Tuesday, February 2, 2010

How To Set Up A Terminal Server In Linux Using Ubuntu 9.10 And FreeNX

What was once old is new again and the desktop-centric computing is making way for return of thin client/mainframe computing again.

This tutorial will walk you through setting up a Ubuntu desktop to act as a "mainframe", capable of being accessed by a thin clients or regular desktops, using the excellent FreeNX server.

FreeNX is an open source implementation of NoMachine's NX Server. It is a bit more akin to Microsoft's RDP protocol that the usual VNC, so while keeping bandwidth to a minimum, it maintains good visual quality and responsiveness.

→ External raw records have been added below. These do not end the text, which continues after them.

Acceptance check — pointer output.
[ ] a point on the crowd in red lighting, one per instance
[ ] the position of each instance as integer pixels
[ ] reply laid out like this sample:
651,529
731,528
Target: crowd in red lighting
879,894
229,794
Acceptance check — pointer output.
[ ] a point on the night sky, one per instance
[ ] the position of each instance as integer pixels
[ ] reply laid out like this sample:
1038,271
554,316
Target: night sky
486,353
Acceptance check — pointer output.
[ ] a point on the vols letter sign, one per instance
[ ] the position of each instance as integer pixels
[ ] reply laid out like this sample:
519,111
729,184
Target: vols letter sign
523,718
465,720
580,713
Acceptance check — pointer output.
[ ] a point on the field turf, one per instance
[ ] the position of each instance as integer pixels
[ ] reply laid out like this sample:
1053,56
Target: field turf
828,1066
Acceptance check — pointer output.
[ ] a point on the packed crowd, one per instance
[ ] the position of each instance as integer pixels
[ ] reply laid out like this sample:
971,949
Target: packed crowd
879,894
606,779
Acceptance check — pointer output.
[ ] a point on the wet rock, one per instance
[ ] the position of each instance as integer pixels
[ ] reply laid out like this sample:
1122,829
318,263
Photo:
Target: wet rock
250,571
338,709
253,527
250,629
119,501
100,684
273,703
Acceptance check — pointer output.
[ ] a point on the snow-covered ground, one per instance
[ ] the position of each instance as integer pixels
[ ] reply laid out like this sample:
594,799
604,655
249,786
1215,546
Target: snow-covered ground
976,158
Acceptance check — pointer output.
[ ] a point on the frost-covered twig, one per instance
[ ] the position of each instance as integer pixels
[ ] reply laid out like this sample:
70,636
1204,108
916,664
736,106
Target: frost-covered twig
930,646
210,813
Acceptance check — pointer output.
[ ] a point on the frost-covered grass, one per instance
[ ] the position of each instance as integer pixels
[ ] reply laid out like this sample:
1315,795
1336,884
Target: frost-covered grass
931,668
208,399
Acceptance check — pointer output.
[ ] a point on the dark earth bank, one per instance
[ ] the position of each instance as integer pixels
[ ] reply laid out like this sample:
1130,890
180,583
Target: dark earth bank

You can connect using NoMachine's monetarily free NX Client, which is available for Windows, OS X, Linux or Solaris. Also, by default, all traffic is via SSH, so your connections are encrypted.

There are quite a few scenarios where this is useful. At work our sensitive data is on a network that is not directly connected to the internet.

To access the internet, users remotely connect to the NX server. This requires opening only a single port (22) in one direction, and is quite secure.

It saves a huge hardware layout, eases administration, and as it's a locked down linux computer, there's considerably less worry about viruses and malware (our network is predominately Windows).

Personally, I run a similar setup on my workstation at home, which gives me access to my computer's full performance and all my files from my netbook, wherever I have a connection to the internet.

Using a NX server in conjuction with the Linux Terminal Server Project can repurpose old, antiquated desktops for new applications.

I should put a disclaimer here. These instructions work for me. They should work for you too, though they may not.

Network security is a complex subject. While such a setup has the potential to be highly secure, I'm not covering all the facets that may be involved. So, follow these instructions at your own risk.

Having said that, let's get started.

Operating System
First thing to do is install Ubuntu 9.10. I'm not going to step through the specifics on this as it's fairly straightforward and there are already excellent instructions located elsewhere, such as here:


Steps 1-3 would be a minimum, but feel free to customize it further as need be.

Open a terminal window by click on Applications -> Accessories -> Terminal, and then elevate your privileges to root.

# sudo su -l

We're going to install a required package and a couple useful ones. Openssh-server is a requirement for the FreeNX server and fail2ban will lock out those attempting to log on with incorrect credentials, which helps mitigate brute force attacks.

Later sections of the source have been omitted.